X-Ray Vision on your mobile phone

Consider a world with a perfect data connection. You can get mobile broadband wherever you go at speed enough to stream video in HD quality without a hitch. Now throw in flawlessly designed hardware, seamlessly integrated into your every-day clothing and your pocket devices. Sounds good, doesn’t it?

Much of augmented reality hinges on us approaching infrastructure this good before we can really see it becoming a big fixture in our every-day lives in a meaningful way, but there is another area to consider before it’s a success and it's one which we’ve yet to discuss on AR Week on Pocket-lint. It’s all very well having the data and wearable computers to present it to us, but if we can’t tell these machines how to best display it to our senses, then it’s not going to be a lot of use in that real time way we all want AR to be.
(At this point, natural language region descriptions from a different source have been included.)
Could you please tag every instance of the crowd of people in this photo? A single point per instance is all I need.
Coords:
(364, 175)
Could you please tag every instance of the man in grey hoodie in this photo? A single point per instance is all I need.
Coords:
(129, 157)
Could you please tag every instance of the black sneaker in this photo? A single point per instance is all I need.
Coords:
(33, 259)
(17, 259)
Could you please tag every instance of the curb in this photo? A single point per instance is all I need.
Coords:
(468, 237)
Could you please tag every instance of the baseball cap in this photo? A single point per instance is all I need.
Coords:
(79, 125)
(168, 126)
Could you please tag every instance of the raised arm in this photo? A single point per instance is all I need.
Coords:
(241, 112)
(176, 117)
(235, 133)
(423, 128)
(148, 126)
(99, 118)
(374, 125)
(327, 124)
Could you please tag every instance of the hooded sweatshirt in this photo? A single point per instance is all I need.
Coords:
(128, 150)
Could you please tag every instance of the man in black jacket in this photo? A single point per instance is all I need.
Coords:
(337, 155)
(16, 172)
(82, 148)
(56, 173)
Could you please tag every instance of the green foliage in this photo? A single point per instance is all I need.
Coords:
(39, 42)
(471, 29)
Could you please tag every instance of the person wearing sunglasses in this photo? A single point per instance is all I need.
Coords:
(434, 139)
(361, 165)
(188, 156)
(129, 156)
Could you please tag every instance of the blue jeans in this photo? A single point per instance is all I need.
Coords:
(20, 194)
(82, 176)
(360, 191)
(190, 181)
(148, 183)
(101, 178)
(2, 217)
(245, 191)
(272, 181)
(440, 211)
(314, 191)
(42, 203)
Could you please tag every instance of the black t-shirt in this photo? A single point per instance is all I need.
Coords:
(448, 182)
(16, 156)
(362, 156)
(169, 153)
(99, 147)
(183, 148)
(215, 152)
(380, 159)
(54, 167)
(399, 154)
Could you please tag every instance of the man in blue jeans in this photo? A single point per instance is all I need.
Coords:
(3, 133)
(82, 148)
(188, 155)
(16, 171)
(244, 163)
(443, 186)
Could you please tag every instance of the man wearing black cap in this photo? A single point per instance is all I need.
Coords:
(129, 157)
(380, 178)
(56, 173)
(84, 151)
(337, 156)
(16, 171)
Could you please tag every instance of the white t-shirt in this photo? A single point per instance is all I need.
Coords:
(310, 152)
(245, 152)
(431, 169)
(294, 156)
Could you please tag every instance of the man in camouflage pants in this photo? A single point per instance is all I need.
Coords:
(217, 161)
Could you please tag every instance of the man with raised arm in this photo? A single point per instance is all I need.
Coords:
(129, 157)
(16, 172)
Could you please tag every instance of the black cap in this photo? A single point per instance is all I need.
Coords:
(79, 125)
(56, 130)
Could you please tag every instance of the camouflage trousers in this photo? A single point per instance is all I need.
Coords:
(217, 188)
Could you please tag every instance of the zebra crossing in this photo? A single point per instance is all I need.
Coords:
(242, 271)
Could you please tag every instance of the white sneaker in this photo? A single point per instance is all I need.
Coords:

The good news is that there’s a team at the University of South Australia working on this very problem, inside what’s known as the Magic Vision Lab. Their mission to “enhance human vision with computer-generated graphics in order to amplify human intelligence on a world-wide scale” puts them right at the heart of what most people are trying to get out of augmented reality and at the very forefront of where that technology is at the moment. With one of our goals on AR Week to speak to the very top minds in the field, it wasn’t a tough decision to pick up the phone to the director at Magic Vision, Christian Sandor, and find out what’s going on at the cutting edge.

"There’s been a big research community in AR for 10 years and there’s lots of knowledge but there’s a large gap between the hype and what is actually possible at the moment,” Dr Sandor tells us as we brace ourselves for the technical detail to come.

“The current mobile phone applications that people use are things we were doing a decade ago in the laboratory. Apps like Layar are pretty much the extent of what’s around at the moment and there’s still a level of delay and inaccuracy in what the user gets.”

One of the most popular Android applications, Layar is an AR browser that allows you to choose an information overlay to fit on top of what your phone is displaying of your surroundings on your mobile screen through the camera lens. So, if you want to find somewhere to eat, you hit the restaurant's layer and see what pops up on your real time view but, as Sandor points out, that’s pretty much the limit of consumer augmented reality as it stands.

“Most AR on mobiles at the moment only really uses your compass and actually not the camera at all. It just overlays information on what’s already there. What we’ve been looking at for a while now is a way to manipulate the camera image as well.”

What Sandor is referring to is a trio of technologies on the benches in Magic Vision, all of which make Pocket-lint’s jaw drop a few inches lower each time as he sends over the links to the demo videos to describe the research.

Each of the techniques are based on the problems of how to best display AR information that’s either outside of the frame of where you happen to have your mobile phone pointed, or that which is occluded by objects in the foreground.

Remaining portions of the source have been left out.